Notice from your picture that you are using confirmed uplinks - these are really to be avoided if possible - even on a private instance Despite the reasonable RSSI for the one that gets through I note use of SF12 - again to be avoided/moved from under ADR if possible…also join at bottom at SF12? What are nodes? What firmware/how configured? For the recieved uplink FCount =? How all nodes configured =OTAA or ABP - from the Join assume that one is OTAA… is the one with Dev ADDR 26086757 one of yours or a ‘foreign’ device? (Are you seeing that device in your Application/Device Console?)

Actually jus notice its 2 pics…

Clearly a decoder problem also?

Johan_Scheepers · October 3, 2022, 11:37am

Stick the SIM card to a cellular router and test with a PC

LasseRegin · October 3, 2022, 11:43am

Wasn’t aware of this. Thanks for pointing out!

The nodes are our own with custom firmware, where we’ve implemented ADR so the SF is increased as long as the node fails sending uplinks, hence it should decrease to SF7 when uplinks flow successfully again

All are configured for OTAA.

They are all ours. They are listed in Application.

That’s correct.
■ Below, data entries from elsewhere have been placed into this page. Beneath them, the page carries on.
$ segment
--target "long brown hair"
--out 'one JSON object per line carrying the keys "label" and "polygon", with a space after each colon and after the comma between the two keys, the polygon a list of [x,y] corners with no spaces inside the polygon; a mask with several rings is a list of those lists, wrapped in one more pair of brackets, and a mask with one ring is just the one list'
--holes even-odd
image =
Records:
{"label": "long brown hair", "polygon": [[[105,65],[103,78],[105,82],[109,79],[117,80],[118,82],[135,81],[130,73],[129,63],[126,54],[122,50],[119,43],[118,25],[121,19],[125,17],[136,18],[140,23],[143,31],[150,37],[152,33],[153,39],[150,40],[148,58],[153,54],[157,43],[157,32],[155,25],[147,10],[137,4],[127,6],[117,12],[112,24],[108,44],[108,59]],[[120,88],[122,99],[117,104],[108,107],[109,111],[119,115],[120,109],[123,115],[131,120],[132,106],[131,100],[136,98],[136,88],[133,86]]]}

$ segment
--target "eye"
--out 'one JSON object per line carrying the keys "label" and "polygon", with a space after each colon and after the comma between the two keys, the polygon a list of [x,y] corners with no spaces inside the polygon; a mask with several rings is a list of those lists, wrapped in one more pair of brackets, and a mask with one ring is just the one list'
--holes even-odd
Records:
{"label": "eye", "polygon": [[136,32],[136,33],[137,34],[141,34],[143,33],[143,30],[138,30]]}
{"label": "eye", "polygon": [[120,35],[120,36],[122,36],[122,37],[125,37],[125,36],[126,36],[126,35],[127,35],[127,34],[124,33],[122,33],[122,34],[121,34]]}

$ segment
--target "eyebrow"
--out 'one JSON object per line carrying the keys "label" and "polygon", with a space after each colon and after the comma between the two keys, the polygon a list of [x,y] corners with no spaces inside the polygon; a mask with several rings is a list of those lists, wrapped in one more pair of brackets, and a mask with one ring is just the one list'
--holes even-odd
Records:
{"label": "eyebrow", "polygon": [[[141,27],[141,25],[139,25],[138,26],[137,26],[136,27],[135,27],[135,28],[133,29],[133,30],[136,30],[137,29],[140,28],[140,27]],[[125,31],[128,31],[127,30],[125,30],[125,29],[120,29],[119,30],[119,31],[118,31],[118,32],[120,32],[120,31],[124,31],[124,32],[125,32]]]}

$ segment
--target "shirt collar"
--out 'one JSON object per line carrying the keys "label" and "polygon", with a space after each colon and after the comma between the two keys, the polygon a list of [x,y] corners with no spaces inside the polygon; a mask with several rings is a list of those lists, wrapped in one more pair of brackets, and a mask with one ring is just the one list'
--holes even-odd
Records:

We have problems with the JS decoder in TTN, so we are manually decoding the packets in our Cloud Solution

LasseRegin · October 3, 2022, 11:44am

Thank you for the suggestion, however it’s not possible for us at the moment since we are remote debugging this.

Jeff-UK · October 3, 2022, 11:47am

If they are 5-50m away with reasonable (say <50 → <115) RSSI then you should see joins OK at SF7/8/9… SF12 suggests you have configuration/behavioural problems with these nodes!

Johan_Scheepers · October 3, 2022, 11:49am

Where in the world is the gateway?

And unfortunately you can’t fix all problems remotely.

LasseRegin · October 3, 2022, 12:45pm

Switching to Basics Station mode seems to have fixed the problem. Thank you all very much for your help!

descartes · October 3, 2022, 12:46pm

Pretty much everything after this wisdom looks like advanced guessing or suggestions that need time to be answered before more suggestions are made - I’d highly recommend slowing down responses because if a change is made that loses remote access to the gateway, someone has to go on a fly-drive holiday.

As per protocol, we know the OP has mastered the art of the drip feed information - @LasseRegin, please be more expansive with answers - ten minutes giving us everything will probably save the volunteers subbing for your €200 saving on a support contract a whole heap of time. Also, most of everything typed in response is essential detail - ping utilities were provided, you dove straight to the command line. I’m not sure why Johan wants you to move an EU installation to half way round the planet either

Here’s what we seem to know:

The gateway is sending Acks with some variability in timing & consistency.
Some of the uplinks arrive on the console.
The ADR mechanism has been altered.
Devices that are on top of the gateway (all of them at 5-50m) are SHOUTING which won’t help.
We have yet to know how many devices there are.
And how many are heard by the gateway.

The refinement of the devices can come after resolving why the basics of uplinks not being relayed is solved.